Cambridge House International resource conference attendees hoping for a feel-good discussion on the exploration industry's future at the upcoming event, particularly as it relates to Vancouver's floundering junior mining sector, will likely be disappointed.
Prominent analyst and Sprott Global Resource Investments chairman Rick Rule, the moderator of a high-profile exploration panel at the conference, has a simple message: the juniors are dying and many of them should be left to do so.
"People don't want anything in the sector right now, which I think is wonderful. We had a whole bunch of companies created in the 2003 to 2010 timeframe by management teams that were butchers, bakers and candlestick makers," Rule told Business in Vancouver.
"We thank them and excuse those people. The sooner the negative dregs go away, the sooner they're not competing with real companies for capital, the sooner some real value can be created."
Although Vancouver has had its share of exploration success, Rule said many local companies forgot what real value is: advanced exploration efforts that producing companies can acquire and develop.

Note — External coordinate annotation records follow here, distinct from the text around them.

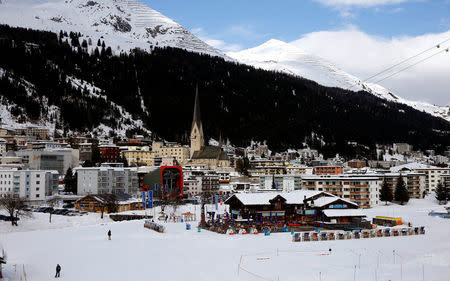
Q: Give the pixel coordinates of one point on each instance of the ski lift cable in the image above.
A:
(438, 45)
(409, 66)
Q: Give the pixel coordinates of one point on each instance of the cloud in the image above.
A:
(216, 43)
(358, 3)
(363, 55)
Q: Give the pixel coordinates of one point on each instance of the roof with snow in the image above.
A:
(323, 201)
(335, 213)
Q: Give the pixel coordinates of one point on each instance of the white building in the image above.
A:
(363, 190)
(285, 183)
(432, 173)
(32, 185)
(3, 143)
(401, 148)
(107, 179)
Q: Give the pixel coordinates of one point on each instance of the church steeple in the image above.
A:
(197, 141)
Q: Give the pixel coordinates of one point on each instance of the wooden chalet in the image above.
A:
(291, 208)
(97, 202)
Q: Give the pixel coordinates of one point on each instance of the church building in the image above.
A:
(201, 154)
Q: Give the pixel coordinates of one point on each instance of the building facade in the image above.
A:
(106, 180)
(32, 185)
(50, 159)
(363, 190)
(109, 153)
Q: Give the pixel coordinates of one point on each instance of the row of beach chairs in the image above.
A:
(154, 226)
(356, 234)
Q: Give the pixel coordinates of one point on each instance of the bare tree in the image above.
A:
(52, 203)
(16, 207)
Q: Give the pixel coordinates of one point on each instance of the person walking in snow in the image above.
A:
(58, 270)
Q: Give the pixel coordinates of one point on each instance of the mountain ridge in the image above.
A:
(124, 25)
(285, 57)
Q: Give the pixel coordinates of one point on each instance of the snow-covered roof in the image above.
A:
(412, 166)
(333, 213)
(294, 197)
(322, 201)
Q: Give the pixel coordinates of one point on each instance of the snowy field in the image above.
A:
(81, 247)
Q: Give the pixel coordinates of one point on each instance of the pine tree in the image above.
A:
(401, 193)
(441, 193)
(386, 192)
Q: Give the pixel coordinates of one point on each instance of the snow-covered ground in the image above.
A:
(81, 247)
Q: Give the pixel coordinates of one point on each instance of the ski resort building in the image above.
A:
(50, 159)
(432, 173)
(363, 190)
(32, 185)
(109, 178)
(302, 206)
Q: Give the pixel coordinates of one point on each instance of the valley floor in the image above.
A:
(81, 247)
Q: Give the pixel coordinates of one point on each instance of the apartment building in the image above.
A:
(328, 170)
(285, 183)
(109, 178)
(50, 159)
(432, 173)
(32, 185)
(415, 182)
(140, 156)
(180, 152)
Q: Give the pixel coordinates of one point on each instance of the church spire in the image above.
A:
(197, 141)
(197, 117)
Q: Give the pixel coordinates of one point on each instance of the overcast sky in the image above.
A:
(362, 37)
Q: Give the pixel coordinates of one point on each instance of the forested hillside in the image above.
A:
(237, 101)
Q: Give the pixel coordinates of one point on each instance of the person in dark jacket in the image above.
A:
(58, 270)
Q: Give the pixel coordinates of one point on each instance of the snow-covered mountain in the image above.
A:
(122, 24)
(284, 57)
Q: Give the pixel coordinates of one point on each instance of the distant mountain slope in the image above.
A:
(280, 56)
(123, 24)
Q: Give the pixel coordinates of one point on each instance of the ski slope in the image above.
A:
(122, 24)
(136, 253)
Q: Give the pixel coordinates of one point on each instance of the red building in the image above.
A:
(328, 170)
(109, 153)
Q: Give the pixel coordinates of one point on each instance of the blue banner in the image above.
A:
(150, 199)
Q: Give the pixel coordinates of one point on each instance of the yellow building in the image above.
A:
(138, 157)
(181, 153)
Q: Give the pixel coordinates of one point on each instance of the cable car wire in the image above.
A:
(403, 69)
(405, 60)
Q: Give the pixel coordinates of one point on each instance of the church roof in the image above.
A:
(210, 152)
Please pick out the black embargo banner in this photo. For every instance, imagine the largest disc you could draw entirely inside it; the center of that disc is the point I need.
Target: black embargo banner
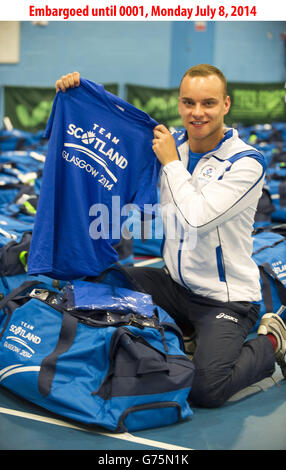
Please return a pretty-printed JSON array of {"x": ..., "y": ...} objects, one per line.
[
  {"x": 251, "y": 103},
  {"x": 256, "y": 103},
  {"x": 29, "y": 108}
]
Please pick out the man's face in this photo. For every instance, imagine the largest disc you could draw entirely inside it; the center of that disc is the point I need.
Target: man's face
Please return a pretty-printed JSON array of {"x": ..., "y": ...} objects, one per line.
[{"x": 202, "y": 106}]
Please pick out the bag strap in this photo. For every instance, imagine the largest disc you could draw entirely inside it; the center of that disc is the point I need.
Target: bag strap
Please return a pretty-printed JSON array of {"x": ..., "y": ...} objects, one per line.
[
  {"x": 48, "y": 365},
  {"x": 120, "y": 269}
]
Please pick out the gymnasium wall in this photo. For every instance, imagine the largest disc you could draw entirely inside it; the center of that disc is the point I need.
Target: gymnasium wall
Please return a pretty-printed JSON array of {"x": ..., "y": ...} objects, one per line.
[{"x": 146, "y": 53}]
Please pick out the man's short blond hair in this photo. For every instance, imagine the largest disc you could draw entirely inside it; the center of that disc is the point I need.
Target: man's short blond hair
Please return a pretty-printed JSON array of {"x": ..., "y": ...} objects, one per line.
[{"x": 204, "y": 70}]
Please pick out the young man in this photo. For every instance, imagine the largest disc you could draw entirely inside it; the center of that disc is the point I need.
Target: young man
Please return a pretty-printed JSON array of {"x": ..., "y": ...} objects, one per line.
[{"x": 210, "y": 186}]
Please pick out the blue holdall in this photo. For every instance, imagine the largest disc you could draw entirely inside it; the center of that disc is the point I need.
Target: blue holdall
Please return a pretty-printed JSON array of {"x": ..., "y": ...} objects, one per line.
[
  {"x": 269, "y": 253},
  {"x": 122, "y": 370}
]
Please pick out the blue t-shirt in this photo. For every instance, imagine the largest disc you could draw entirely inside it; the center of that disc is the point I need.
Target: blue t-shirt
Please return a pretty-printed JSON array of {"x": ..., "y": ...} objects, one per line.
[{"x": 99, "y": 159}]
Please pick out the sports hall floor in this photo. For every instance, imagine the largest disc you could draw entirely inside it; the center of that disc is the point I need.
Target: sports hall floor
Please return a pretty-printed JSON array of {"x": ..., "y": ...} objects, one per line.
[{"x": 254, "y": 419}]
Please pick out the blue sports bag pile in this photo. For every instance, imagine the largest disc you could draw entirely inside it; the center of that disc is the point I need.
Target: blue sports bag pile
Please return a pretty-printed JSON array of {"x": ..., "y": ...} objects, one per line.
[
  {"x": 78, "y": 353},
  {"x": 269, "y": 253}
]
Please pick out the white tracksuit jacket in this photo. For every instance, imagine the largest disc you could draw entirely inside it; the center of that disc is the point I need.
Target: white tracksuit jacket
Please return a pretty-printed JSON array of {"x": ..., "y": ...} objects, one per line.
[{"x": 216, "y": 206}]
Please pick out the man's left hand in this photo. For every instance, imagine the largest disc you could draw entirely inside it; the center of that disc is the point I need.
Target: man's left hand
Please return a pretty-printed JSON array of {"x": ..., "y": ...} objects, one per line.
[{"x": 164, "y": 145}]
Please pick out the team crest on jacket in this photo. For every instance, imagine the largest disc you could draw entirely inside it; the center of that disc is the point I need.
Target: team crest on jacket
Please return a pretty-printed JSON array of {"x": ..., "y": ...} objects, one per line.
[{"x": 207, "y": 172}]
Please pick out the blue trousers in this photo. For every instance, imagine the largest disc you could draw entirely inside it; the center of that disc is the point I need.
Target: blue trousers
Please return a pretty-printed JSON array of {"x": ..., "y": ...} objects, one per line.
[{"x": 225, "y": 361}]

Too many, however, were simply focused on the story of an asset, fed by an avalanche of press releases about failed deposits with one or two drill holes that had no practical hope of succeeding.
"Canadians need to re-learn what I call 'the direct drive' method of value creation," said Rule.

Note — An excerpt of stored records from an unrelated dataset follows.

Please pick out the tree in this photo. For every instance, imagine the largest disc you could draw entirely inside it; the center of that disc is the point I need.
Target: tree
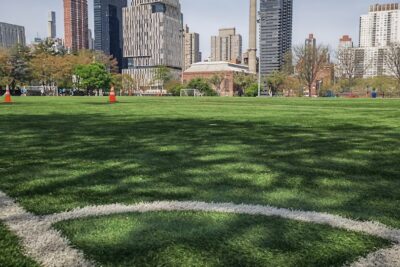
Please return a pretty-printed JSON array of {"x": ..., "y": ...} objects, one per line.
[
  {"x": 93, "y": 76},
  {"x": 48, "y": 46},
  {"x": 128, "y": 84},
  {"x": 162, "y": 75},
  {"x": 392, "y": 59},
  {"x": 293, "y": 86},
  {"x": 347, "y": 64},
  {"x": 202, "y": 85},
  {"x": 243, "y": 81},
  {"x": 310, "y": 61},
  {"x": 275, "y": 81},
  {"x": 216, "y": 80}
]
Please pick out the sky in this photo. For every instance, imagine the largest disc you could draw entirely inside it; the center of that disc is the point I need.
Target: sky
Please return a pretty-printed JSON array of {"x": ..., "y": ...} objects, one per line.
[{"x": 327, "y": 19}]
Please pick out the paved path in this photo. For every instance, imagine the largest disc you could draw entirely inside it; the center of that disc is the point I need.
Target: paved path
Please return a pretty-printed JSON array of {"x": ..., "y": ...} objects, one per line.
[{"x": 48, "y": 247}]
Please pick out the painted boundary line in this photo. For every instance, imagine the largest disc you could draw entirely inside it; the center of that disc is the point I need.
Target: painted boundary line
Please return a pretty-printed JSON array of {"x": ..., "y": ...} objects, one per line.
[
  {"x": 40, "y": 242},
  {"x": 34, "y": 230}
]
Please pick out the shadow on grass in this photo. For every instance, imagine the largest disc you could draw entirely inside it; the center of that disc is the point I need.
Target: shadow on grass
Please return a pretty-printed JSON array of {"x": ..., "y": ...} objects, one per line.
[
  {"x": 55, "y": 162},
  {"x": 208, "y": 239}
]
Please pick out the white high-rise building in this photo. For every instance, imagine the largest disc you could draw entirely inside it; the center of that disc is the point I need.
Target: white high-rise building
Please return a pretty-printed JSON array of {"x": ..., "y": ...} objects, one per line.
[
  {"x": 11, "y": 35},
  {"x": 381, "y": 26},
  {"x": 227, "y": 46},
  {"x": 378, "y": 29},
  {"x": 153, "y": 37},
  {"x": 52, "y": 32},
  {"x": 191, "y": 48},
  {"x": 91, "y": 40}
]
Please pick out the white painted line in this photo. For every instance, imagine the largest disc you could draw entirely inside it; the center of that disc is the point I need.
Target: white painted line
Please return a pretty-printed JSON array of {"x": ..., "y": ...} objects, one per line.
[
  {"x": 371, "y": 228},
  {"x": 48, "y": 247},
  {"x": 40, "y": 241}
]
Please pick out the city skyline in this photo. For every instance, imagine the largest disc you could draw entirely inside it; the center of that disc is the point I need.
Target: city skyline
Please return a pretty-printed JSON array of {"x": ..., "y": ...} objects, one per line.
[{"x": 333, "y": 19}]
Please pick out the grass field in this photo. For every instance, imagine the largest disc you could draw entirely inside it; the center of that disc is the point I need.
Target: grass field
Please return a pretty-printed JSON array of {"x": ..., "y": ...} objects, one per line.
[{"x": 336, "y": 156}]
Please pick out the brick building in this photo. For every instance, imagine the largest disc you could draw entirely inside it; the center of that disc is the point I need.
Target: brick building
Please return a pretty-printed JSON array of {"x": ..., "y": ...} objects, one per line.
[
  {"x": 225, "y": 70},
  {"x": 76, "y": 25}
]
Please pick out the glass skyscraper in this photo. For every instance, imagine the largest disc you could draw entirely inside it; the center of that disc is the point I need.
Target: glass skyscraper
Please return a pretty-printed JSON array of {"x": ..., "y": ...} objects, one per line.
[
  {"x": 108, "y": 28},
  {"x": 276, "y": 18}
]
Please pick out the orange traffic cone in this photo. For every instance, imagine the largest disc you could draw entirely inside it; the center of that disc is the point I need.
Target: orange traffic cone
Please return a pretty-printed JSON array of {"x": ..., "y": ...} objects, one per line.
[
  {"x": 113, "y": 97},
  {"x": 7, "y": 96}
]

"That is turning rocks into real money, not turning rocks into paper."
Recent research published by analyst John Kaiser, another scheduled participant on the Cambridge House exploration panel, reinforces Rule's sentiments.
Of the 1,408 TSX-Venture listed companies that Kaiser tracks – the majority of which are resource firms – about 67% are trading below $0.10. Nearly 44% of those companies have negative working capital and collectively owe $925 million.
Based on the last available year-end filings, the cash overhead of the B.C.-based, venture-listed companies that Kaiser follows is almost $1.59 billion.
"There is insufficient fuel in the tanks of all of these companies to overcome the statistical odds of making a major discovery," said Kaiser. "These are zombie companies; they have no future. No one wants to give them real money to pay creditors because there has been no value. The money was spent on exploration plays that didn't turn out. The system has become polluted with amateurs chasing lifestyle."
The struggles of the junior market aren't confined to its bottom feeders. According to a PwC report published last November, the market capitalization of the top 100 mining companies listed on the venture exchange dropped to $6.5 billion in 2013 from $11.7 billion in 2012.
But Rule said that one positive sign in the market has been the emergence of some large private equity investors.
This month, Sprott announced three large deals: one with China's Zijin Mining Group for $100 million and one each with the National Pension Service of Korea and the Korea Electric Power Corp. for $375 million apiece.
Sprott will co-manage the funds in each agreement.
Rule said private equity has an advantage in today's resource investment climate because private equity has the patience to wait and make "real money on real assets, rather than chase the stories."
The January 19 to 20 Cambridge House International Vancouver Resource Investment Conference is scheduled for the Vancouver Convention Centre West.
The January 27 to 30 Association for Mineral Exploration of British Columbia's annual Mineral Exploration Roundup conference is set to be held at the Westin Bayshore.